A study carried out in 2015 found Lucentis accounted for 61 percent of treatments in the U.K., Eylea 36 percent and Avastin 3 percent.

The high court ruling could make a big dent in U.K. sales of Eylea and Lucentis, according to Edit Kovalcsik, pharma analyst at the market research firm Globaldata. The fact that the government has held out against unlicensed use of Avastin means the U.K. is the second largest market for the two approved anti-VEGF AMD treatments after the U.S., accounting for 18 percent of global sales.

That is about to change. As a result of the NICE guidance and the court ruling, Avastin "will penetrate the U.K. wet AMD space," Kovalcsik said.

Sheuli Porkess, deputy chief scientific officer of ABPI, reacted strongly against the ruling. It "potentially undermines the regulation of all medicines," she said. As a result, "neither patients nor doctors have clarity in what information to trust." The confusion is all the more worrying, given the U.K.'s hopes for regulatory cooperation with the EMA after Brexit.

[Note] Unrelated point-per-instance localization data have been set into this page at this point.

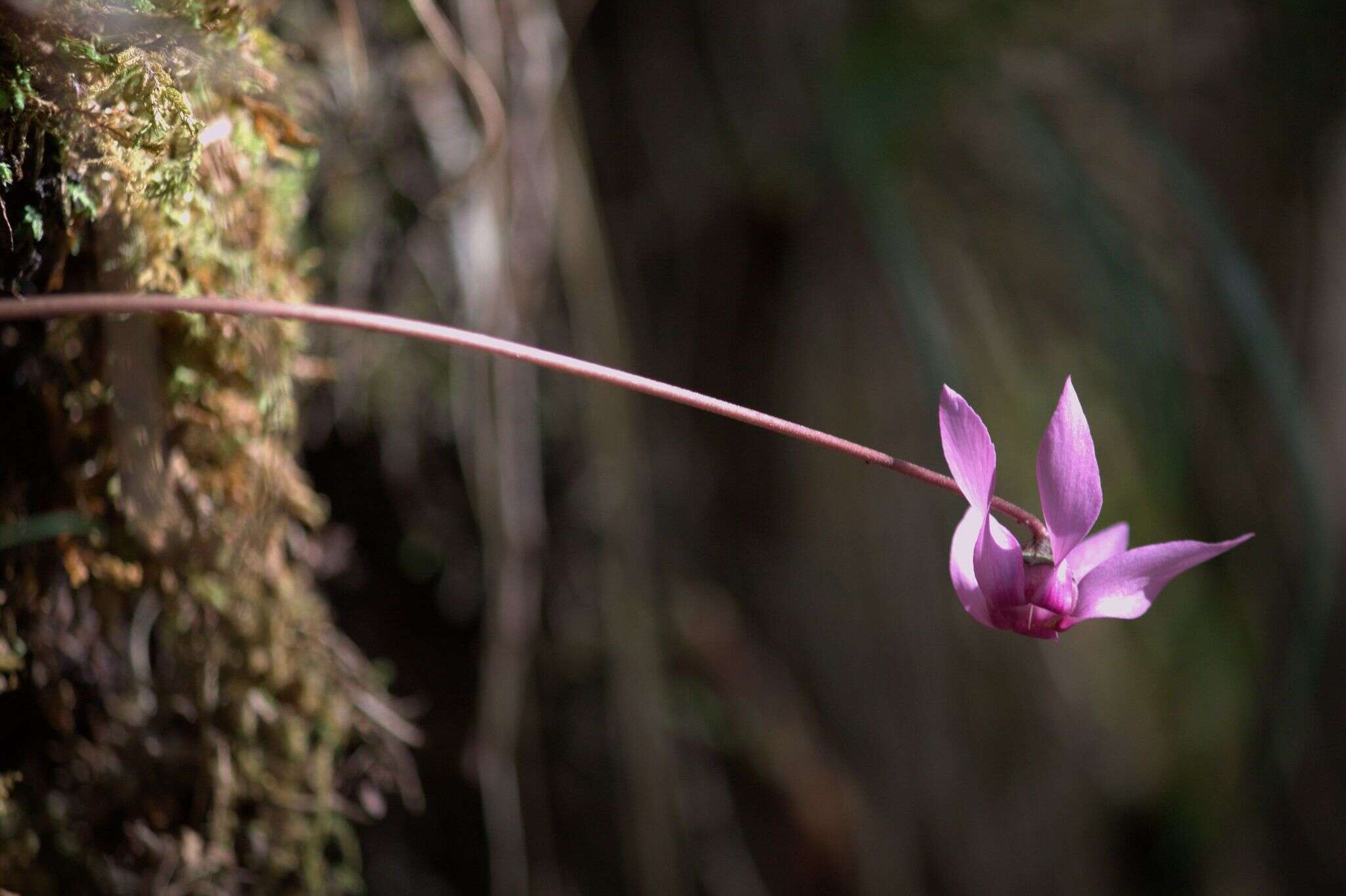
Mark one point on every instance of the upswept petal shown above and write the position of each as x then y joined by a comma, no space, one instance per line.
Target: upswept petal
962,570
1126,585
1068,475
998,562
1098,548
967,449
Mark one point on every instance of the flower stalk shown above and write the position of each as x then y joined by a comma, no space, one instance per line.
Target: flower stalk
74,304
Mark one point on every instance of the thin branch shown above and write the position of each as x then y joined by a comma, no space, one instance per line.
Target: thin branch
474,77
72,304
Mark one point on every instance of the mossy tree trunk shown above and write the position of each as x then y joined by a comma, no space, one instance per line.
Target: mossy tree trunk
179,713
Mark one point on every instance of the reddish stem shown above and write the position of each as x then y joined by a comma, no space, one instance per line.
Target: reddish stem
129,303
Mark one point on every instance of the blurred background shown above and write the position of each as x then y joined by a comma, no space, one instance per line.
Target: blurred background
657,652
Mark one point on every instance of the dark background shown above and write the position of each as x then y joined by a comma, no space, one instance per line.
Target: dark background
659,652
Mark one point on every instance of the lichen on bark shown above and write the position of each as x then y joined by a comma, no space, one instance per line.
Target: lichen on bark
181,713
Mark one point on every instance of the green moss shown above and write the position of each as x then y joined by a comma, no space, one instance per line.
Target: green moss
209,720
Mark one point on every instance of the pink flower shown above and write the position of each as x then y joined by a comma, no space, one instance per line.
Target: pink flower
1050,585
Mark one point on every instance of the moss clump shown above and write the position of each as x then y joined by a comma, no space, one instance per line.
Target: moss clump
181,712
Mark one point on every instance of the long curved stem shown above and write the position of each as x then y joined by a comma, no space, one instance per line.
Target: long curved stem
70,304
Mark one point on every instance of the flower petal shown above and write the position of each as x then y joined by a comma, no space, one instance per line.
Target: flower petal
998,562
1098,548
960,567
967,449
1126,585
1068,475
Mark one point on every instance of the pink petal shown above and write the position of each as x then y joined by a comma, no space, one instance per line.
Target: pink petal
967,449
998,562
960,566
1126,585
1098,548
1068,475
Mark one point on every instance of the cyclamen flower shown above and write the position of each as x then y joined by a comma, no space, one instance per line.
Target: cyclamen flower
1049,587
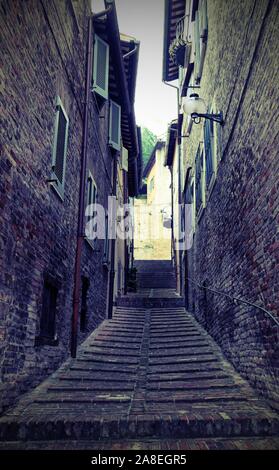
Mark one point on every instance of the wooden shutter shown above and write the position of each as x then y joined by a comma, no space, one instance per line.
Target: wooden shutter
197,47
114,125
59,150
106,242
203,18
124,159
208,144
91,201
101,67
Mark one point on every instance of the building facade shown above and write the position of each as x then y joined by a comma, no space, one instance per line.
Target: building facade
67,109
152,209
226,53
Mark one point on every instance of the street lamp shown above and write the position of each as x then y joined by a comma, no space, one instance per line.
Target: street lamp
195,107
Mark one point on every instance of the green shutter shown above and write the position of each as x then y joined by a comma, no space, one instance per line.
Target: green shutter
114,125
197,47
101,67
59,151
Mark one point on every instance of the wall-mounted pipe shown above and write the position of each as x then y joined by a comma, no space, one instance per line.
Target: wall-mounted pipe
82,187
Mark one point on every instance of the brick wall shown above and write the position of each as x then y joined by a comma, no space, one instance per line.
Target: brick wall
43,50
235,247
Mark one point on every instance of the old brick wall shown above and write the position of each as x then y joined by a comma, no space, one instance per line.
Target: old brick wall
235,247
43,53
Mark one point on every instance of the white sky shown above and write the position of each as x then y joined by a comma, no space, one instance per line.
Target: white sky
155,104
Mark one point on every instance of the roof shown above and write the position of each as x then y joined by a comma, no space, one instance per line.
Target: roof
174,11
160,144
122,84
171,140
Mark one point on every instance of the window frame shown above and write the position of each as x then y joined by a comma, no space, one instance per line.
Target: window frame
199,210
94,202
43,338
103,92
106,251
56,184
115,145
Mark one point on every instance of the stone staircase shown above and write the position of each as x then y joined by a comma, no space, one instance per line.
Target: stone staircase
156,286
155,275
149,378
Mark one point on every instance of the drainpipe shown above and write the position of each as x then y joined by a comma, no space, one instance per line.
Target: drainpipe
80,229
113,241
178,271
126,254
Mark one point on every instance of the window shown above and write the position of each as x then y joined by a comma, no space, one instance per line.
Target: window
91,228
59,150
114,126
151,185
83,311
200,181
47,333
209,151
106,243
200,38
100,67
190,199
124,159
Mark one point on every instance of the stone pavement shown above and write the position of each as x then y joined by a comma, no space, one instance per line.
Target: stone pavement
150,378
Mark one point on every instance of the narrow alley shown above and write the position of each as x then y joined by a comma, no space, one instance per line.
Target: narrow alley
139,251
150,378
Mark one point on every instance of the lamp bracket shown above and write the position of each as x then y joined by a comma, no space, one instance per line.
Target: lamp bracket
212,117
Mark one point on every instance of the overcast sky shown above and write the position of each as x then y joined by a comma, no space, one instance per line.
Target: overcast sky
144,19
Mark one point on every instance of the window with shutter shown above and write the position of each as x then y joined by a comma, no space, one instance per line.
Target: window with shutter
208,148
197,47
83,311
200,38
106,242
200,181
59,150
47,333
91,228
114,126
101,67
124,159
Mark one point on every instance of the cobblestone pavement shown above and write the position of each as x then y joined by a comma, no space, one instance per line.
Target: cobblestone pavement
149,378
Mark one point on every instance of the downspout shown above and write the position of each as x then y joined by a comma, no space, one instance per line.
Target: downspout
113,241
178,271
80,229
126,253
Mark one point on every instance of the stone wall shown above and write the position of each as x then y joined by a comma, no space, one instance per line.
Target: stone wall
43,50
235,248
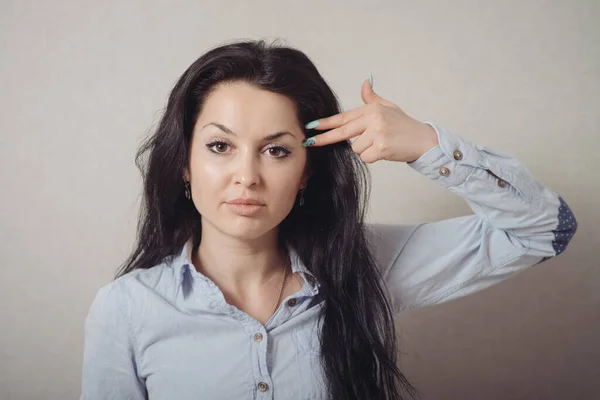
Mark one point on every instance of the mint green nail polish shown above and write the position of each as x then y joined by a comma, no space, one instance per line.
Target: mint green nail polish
312,124
309,142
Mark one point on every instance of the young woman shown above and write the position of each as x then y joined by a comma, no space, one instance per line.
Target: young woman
254,274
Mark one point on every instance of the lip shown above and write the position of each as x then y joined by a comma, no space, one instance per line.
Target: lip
245,207
246,202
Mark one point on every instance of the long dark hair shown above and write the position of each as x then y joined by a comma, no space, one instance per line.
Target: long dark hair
358,341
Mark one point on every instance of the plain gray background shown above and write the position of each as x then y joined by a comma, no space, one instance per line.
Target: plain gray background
82,81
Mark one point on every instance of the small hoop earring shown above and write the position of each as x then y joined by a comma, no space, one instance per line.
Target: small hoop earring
188,192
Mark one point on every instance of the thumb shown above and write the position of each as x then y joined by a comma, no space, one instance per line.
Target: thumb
369,96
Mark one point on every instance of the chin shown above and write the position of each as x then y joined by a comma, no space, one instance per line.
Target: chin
244,228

Both Novartis and Bayer issued hard-hitting statements saying they are considering appealing the decision.

"The ruling threatens to jeopardize a world-leading system that has protected patients for many years by ensuring medicines have been tested rigorously and carefully scrutinized for delivering value," Novartis said.

Bayer said using Avastin for AMD "risks increasing the number of clinic visits and injections a patient needs for proper monitoring." That would place "more of a strain on [the] National Health Service and the already-stretched workload of NHS staff."

Advocates of using Avastin in AMD point out its lack of a license is not because the EMA has found against it, but rather that its owner, Roche Holding AG, has not applied for marketing approval in the indication.

However, there is plenty of real-world evidence from unlicensed use and from trials sponsored, among others, by the NIH and NICE, indicating Avastin has equivalent efficacy and safety. (See BioWorld Today, May 9, 2012.)

"Novartis and Bayer have argued long and hard for the more expensive drugs they'd rather sell to be the only ones available to people [with AMD], but thankfully the court has recognized there is no medical basis for that argument," Hambleton said.